A ex-ministra Marina Silva mantinha tenaz coerência com a missão que se propôs de introduzir a partir de seu Ministério a transversalidade do cuidado ecológico em todas as instancias do poder, no esforço de conferir uma direção inovadora e à altura dos desafios contemporâneos ao desenvolvimento sócio-ambiental sustentável. Foi vista como obstáculo ao crescimento e como empecilho à modernização. E efetivamente era e precisava se-lo. Não é possível com tudo o que sabemos da história e da experiência recente continuar com o tipo de crescimento retrógrado que visa a acumulação à custa da devastação da natureza e do aprofundamento das desigualdades sociais. Há que se estigmatizar essa modernização conservadora e socialmente criadora de tantas vitimas no campo e nas cidades. As pressões contra a ministra vindas do interior do próprio governo e do exterior, de grupos poderosos ligados à pecuária e ao agronegócio solaparam a sustentação política e a viabilidade de seu trabalho, especialmente, com referência à preservação da floresta amazônica. Retirou-se do ministério pela porta da frente, com elevado espírito público e ético, protestando lealdade e fidelidade ao presidente.

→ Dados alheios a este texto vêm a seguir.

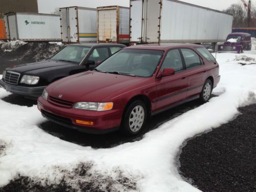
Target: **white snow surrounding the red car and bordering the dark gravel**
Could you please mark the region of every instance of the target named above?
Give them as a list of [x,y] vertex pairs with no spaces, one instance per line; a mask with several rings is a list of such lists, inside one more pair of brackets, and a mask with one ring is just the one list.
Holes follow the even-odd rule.
[[[140,141],[113,148],[95,150],[54,137],[38,127],[46,119],[36,105],[19,106],[0,99],[0,145],[5,145],[4,153],[0,151],[0,187],[18,173],[42,183],[59,183],[66,175],[74,188],[86,180],[102,184],[103,190],[109,181],[116,181],[111,191],[199,191],[179,175],[177,154],[187,139],[227,123],[239,114],[240,106],[256,99],[256,65],[240,65],[238,55],[217,54],[221,81],[213,94],[218,97],[167,121]],[[255,57],[256,51],[244,55]],[[0,89],[0,98],[9,94]],[[74,174],[81,163],[90,167],[87,177]],[[137,188],[125,188],[117,182],[120,177],[128,178],[130,185],[137,183]]]

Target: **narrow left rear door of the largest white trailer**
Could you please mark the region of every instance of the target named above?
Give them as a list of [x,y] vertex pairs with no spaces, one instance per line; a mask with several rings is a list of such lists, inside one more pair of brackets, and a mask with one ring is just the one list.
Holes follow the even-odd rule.
[[140,42],[143,38],[143,2],[142,0],[131,1],[130,5],[130,41]]

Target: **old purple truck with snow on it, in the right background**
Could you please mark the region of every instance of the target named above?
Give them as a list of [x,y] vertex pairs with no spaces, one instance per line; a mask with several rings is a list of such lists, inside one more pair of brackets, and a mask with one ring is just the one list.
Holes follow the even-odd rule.
[[243,53],[244,50],[251,50],[249,33],[230,33],[224,44],[218,46],[218,52]]

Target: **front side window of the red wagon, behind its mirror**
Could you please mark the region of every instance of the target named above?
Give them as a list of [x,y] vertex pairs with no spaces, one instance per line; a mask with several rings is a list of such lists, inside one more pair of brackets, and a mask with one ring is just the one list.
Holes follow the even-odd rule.
[[165,68],[172,68],[176,73],[183,70],[182,59],[178,49],[169,51],[166,54],[161,71]]

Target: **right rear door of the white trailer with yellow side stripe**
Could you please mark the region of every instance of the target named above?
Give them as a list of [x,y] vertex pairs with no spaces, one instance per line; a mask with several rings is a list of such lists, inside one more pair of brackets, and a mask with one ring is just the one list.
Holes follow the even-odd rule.
[[70,42],[78,42],[78,22],[77,22],[77,8],[71,7],[69,9],[69,38]]

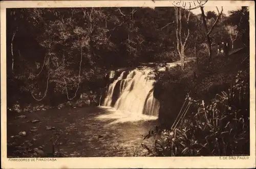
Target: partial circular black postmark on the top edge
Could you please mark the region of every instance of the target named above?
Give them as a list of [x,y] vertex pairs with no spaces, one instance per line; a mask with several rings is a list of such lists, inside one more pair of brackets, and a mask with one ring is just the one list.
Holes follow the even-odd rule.
[[197,0],[197,1],[173,1],[173,5],[183,9],[196,9],[204,5],[208,0]]

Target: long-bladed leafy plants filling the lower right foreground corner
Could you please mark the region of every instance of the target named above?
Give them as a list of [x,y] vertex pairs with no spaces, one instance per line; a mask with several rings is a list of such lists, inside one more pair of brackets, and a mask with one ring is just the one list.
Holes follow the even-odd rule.
[[239,71],[228,91],[208,105],[186,98],[193,108],[178,127],[155,131],[160,135],[155,140],[156,156],[249,155],[248,76]]

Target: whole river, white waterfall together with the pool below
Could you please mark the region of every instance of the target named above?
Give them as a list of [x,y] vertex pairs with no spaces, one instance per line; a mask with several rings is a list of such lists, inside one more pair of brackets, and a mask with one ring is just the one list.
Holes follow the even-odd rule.
[[[111,71],[103,106],[27,112],[26,118],[15,118],[13,114],[8,117],[8,144],[24,147],[34,140],[31,148],[51,152],[51,139],[60,135],[57,148],[63,157],[146,156],[141,143],[152,146],[154,138],[143,140],[142,135],[159,126],[160,105],[153,94],[155,81],[147,79],[152,70],[142,66]],[[29,123],[33,119],[39,119],[39,123]],[[49,125],[55,130],[46,130]],[[37,131],[31,132],[31,128]],[[27,136],[18,136],[20,131],[26,131]],[[13,152],[8,150],[8,156],[16,156]],[[27,152],[20,157],[29,157]]]

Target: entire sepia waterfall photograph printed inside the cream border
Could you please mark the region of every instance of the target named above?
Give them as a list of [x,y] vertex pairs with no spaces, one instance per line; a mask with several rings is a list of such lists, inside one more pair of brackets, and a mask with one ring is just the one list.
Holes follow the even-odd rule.
[[155,3],[5,9],[9,161],[255,155],[248,2]]

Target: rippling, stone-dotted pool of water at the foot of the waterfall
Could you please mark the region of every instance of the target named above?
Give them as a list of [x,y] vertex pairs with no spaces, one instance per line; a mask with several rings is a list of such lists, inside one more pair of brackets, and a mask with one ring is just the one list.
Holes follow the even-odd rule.
[[[146,156],[147,150],[141,146],[142,135],[155,129],[158,120],[153,116],[135,114],[121,113],[114,108],[101,106],[49,109],[37,112],[44,120],[32,124],[38,129],[37,132],[29,132],[32,126],[27,120],[35,119],[35,116],[34,113],[27,113],[27,118],[8,118],[7,138],[9,142],[13,142],[12,135],[28,131],[26,138],[17,137],[15,142],[22,144],[25,140],[36,138],[33,148],[44,146],[44,152],[48,153],[52,152],[51,137],[58,132],[61,133],[59,151],[63,157]],[[56,130],[46,130],[49,125]],[[146,140],[147,145],[153,144],[150,139]]]

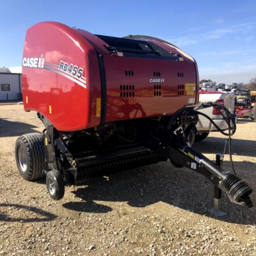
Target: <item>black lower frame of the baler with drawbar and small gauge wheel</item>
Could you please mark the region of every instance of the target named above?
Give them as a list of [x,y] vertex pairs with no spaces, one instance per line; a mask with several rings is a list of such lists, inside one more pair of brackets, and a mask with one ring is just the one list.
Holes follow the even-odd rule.
[[[220,189],[220,191],[225,191],[231,202],[252,207],[252,201],[249,197],[250,193],[252,193],[252,189],[246,182],[236,177],[233,173],[222,170],[218,164],[213,163],[198,152],[198,150],[191,147],[194,138],[189,138],[189,135],[191,135],[191,132],[195,129],[195,124],[198,121],[198,112],[195,111],[195,109],[207,108],[210,106],[212,106],[212,103],[204,104],[203,106],[188,106],[179,109],[173,116],[165,116],[164,122],[167,124],[166,127],[168,127],[168,129],[166,129],[166,127],[161,127],[160,124],[157,125],[159,122],[157,120],[147,120],[147,122],[145,122],[145,119],[134,120],[134,122],[136,122],[137,131],[136,137],[132,141],[134,145],[132,145],[130,151],[131,156],[138,156],[138,154],[144,154],[146,152],[154,156],[151,158],[151,161],[148,161],[147,163],[143,162],[141,165],[157,163],[158,161],[167,161],[170,159],[171,163],[177,168],[185,166],[196,173],[204,175],[216,188]],[[234,125],[234,118],[225,107],[218,104],[215,104],[215,107],[224,109],[228,122],[233,122]],[[72,156],[65,141],[63,141],[65,135],[63,136],[62,133],[58,132],[51,124],[49,124],[49,122],[45,122],[44,116],[40,114],[38,114],[38,116],[44,122],[46,127],[44,132],[44,173],[48,176],[49,173],[52,175],[53,171],[56,176],[55,180],[47,180],[47,189],[54,200],[60,200],[63,197],[65,184],[75,184],[77,174],[78,177],[81,177],[81,173],[79,173],[81,172],[79,170],[80,168],[88,168],[88,166],[97,166],[104,163],[102,171],[106,171],[108,167],[115,169],[118,167],[118,164],[117,166],[115,166],[115,164],[113,166],[109,164],[108,166],[106,163],[116,159],[116,157],[121,161],[120,157],[129,156],[129,150],[124,153],[122,149],[118,148],[116,150],[116,152],[119,152],[118,155],[110,152],[109,154],[104,155],[105,158],[100,156],[99,159],[97,159],[97,157],[94,156],[95,159],[90,161],[89,156],[84,157],[83,160],[79,161],[79,159]],[[229,125],[231,124],[229,123]],[[161,135],[159,135],[157,129],[161,130]],[[115,131],[112,132],[115,133]],[[60,134],[63,138],[60,138]],[[97,154],[99,154],[99,151]],[[135,164],[135,166],[140,166],[140,164]],[[99,170],[95,169],[95,171],[98,171],[97,173],[99,173]],[[83,180],[84,179],[80,179],[79,182],[83,182]],[[51,192],[52,184],[56,186],[54,191],[59,191],[58,194]]]

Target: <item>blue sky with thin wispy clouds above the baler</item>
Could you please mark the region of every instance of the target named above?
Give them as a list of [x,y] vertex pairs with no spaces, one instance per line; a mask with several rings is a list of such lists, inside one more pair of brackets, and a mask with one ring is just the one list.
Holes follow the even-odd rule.
[[1,1],[0,67],[20,66],[26,29],[54,20],[101,35],[157,36],[193,56],[200,79],[256,77],[256,1]]

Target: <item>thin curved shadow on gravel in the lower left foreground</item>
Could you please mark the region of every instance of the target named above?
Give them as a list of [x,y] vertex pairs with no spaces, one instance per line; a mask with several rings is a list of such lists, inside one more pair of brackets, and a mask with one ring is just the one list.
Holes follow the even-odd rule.
[[[13,211],[20,211],[20,209],[23,209],[25,211],[28,211],[29,214],[31,214],[31,218],[13,218],[12,216],[6,216],[4,214],[4,207],[11,207]],[[57,216],[54,214],[51,214],[50,212],[44,211],[42,209],[39,209],[37,207],[28,206],[28,205],[21,205],[21,204],[0,204],[0,210],[3,209],[3,211],[0,211],[0,221],[9,221],[9,222],[20,222],[23,221],[24,223],[28,222],[44,222],[44,221],[52,221]],[[19,212],[20,214],[20,212]],[[35,215],[35,217],[33,217]]]

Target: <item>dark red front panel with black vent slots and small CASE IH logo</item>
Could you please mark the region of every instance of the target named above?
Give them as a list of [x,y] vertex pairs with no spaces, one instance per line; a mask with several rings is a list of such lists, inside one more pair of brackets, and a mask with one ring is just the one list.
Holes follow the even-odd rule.
[[104,56],[104,64],[107,121],[172,115],[185,105],[195,104],[193,61]]

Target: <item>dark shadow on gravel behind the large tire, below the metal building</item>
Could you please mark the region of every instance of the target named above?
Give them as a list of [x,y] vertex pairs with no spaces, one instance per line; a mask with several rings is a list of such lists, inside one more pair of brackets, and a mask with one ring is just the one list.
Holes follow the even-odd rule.
[[20,136],[24,133],[38,132],[35,125],[13,122],[0,118],[0,137]]

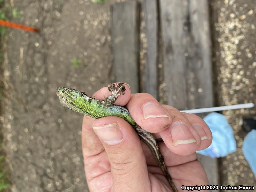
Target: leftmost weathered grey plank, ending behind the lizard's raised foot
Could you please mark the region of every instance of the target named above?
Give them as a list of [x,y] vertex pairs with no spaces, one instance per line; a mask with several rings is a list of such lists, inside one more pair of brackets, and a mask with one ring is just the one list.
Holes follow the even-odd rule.
[[136,1],[111,6],[115,81],[130,84],[132,93],[139,92],[138,8]]

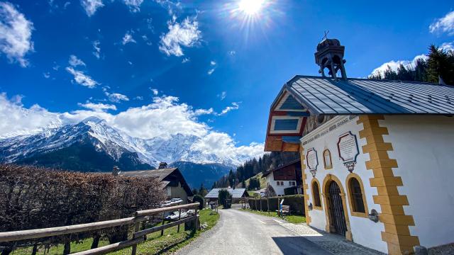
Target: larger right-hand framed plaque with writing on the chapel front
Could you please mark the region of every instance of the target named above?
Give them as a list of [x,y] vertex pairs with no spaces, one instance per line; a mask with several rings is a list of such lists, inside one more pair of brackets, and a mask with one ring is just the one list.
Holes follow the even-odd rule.
[[356,157],[360,154],[356,135],[352,132],[346,132],[339,136],[338,140],[339,159],[342,160],[348,171],[353,172],[356,165]]

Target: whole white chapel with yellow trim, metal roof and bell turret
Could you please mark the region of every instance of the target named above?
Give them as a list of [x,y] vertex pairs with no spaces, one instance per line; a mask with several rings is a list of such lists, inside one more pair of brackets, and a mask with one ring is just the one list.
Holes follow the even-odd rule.
[[389,254],[453,243],[454,86],[350,79],[343,55],[320,42],[321,77],[270,109],[265,151],[300,152],[307,224]]

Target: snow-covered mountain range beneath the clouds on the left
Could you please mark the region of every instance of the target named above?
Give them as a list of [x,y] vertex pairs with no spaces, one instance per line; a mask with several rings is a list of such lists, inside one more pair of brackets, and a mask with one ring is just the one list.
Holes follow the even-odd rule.
[[105,120],[90,117],[35,135],[0,140],[0,163],[35,164],[74,171],[111,171],[114,165],[123,170],[146,169],[159,162],[173,163],[180,168],[188,166],[188,169],[191,165],[190,169],[194,169],[194,164],[203,164],[204,169],[214,169],[211,177],[215,178],[248,159],[247,155],[226,156],[201,151],[196,146],[199,142],[201,137],[182,134],[152,139],[131,137],[109,126]]

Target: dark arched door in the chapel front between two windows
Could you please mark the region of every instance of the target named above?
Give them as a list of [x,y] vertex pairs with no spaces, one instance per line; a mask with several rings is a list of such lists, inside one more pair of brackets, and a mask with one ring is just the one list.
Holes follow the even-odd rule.
[[336,181],[331,181],[328,184],[328,203],[331,216],[330,228],[333,232],[345,236],[347,232],[347,222],[345,222],[345,208],[341,197],[341,188]]

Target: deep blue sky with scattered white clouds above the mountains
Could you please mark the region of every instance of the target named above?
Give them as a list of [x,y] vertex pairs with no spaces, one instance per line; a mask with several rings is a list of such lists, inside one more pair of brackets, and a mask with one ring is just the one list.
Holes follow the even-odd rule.
[[339,3],[0,1],[0,132],[99,115],[133,136],[182,128],[250,147],[282,84],[318,75],[324,30],[345,45],[348,77],[453,47],[452,1]]

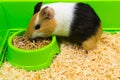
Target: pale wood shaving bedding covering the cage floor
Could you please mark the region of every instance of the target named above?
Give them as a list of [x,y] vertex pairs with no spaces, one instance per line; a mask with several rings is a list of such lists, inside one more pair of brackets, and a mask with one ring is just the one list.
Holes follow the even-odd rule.
[[5,62],[0,80],[120,80],[120,33],[103,33],[97,49],[88,54],[66,41],[60,46],[49,68],[27,72]]

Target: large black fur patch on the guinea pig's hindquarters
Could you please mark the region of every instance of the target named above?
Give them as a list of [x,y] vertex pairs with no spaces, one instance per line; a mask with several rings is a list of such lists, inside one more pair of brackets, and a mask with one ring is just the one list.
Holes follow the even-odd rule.
[[85,3],[77,3],[71,24],[70,39],[82,43],[97,32],[100,19],[95,11]]

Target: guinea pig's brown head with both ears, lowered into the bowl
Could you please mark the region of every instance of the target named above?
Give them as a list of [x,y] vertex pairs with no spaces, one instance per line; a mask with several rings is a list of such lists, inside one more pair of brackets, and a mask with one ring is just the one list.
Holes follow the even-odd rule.
[[53,8],[49,6],[42,7],[42,2],[39,2],[34,7],[34,14],[30,20],[25,37],[49,37],[55,30],[56,21]]

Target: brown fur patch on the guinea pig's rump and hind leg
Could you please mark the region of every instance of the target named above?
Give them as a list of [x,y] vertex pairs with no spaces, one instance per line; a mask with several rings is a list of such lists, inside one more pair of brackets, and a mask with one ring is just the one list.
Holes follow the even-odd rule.
[[101,34],[102,27],[100,26],[94,36],[90,37],[88,40],[82,43],[82,47],[87,51],[95,49],[97,47],[97,42],[99,41]]

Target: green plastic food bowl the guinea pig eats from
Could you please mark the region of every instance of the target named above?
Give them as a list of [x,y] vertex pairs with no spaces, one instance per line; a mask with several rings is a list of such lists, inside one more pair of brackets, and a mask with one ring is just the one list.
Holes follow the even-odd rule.
[[42,48],[35,50],[23,50],[15,47],[12,40],[15,36],[22,35],[25,30],[18,31],[8,39],[7,61],[13,66],[26,70],[40,70],[50,66],[54,56],[60,52],[55,36],[51,42]]

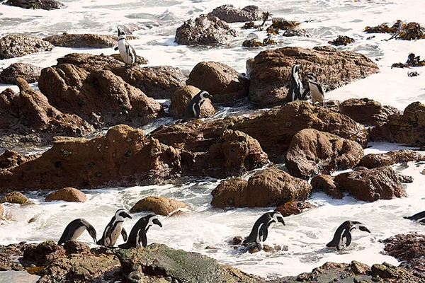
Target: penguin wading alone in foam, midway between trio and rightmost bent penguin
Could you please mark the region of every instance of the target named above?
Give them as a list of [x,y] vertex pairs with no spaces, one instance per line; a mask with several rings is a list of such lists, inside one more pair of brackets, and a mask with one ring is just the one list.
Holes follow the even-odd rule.
[[286,225],[280,212],[267,212],[261,215],[261,217],[255,221],[251,233],[246,237],[243,243],[256,243],[259,250],[262,250],[263,242],[266,241],[268,236],[268,227],[277,222]]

Marina Silva era uma das reservas éticas do governo, uma referência de credibilidade para o Brasil e para o mundo. Mas ética era pouco para ela. Movia-a uma inspiração espiritual, de serviço à vida e de proteção a todo o Criado. Ela me faz lembrar a frase de um dos grandes pensadores da escola de Frankfurt que foi um rigoroso marxista e materialista: Max Horkheimer. No final de sua vida escreveu um instigante livro:"Saudade do totalmente Outro". Ai, como marxista e não como cristão, diz:"uma política, sem teologia, é puro negocio". E explicava:"teologia significa aqui, a consciência de que o mundo não é a verdade absoluta, que não é o fim; teologia é a esperança de que tudo não se acabe na injustiça que tanto marca o mundo, que a injustiça não detenha a última palavra". Estimo que Marina Silva mostrou em sua vida e prática a verdade desta sentença. Por isso todos lhe somos agradecidos e devedores.
Autor: Leonardo Boff, teólogo, escritor, professor emérito de ética da UERJ e membro da Comissão da Carta da Terra.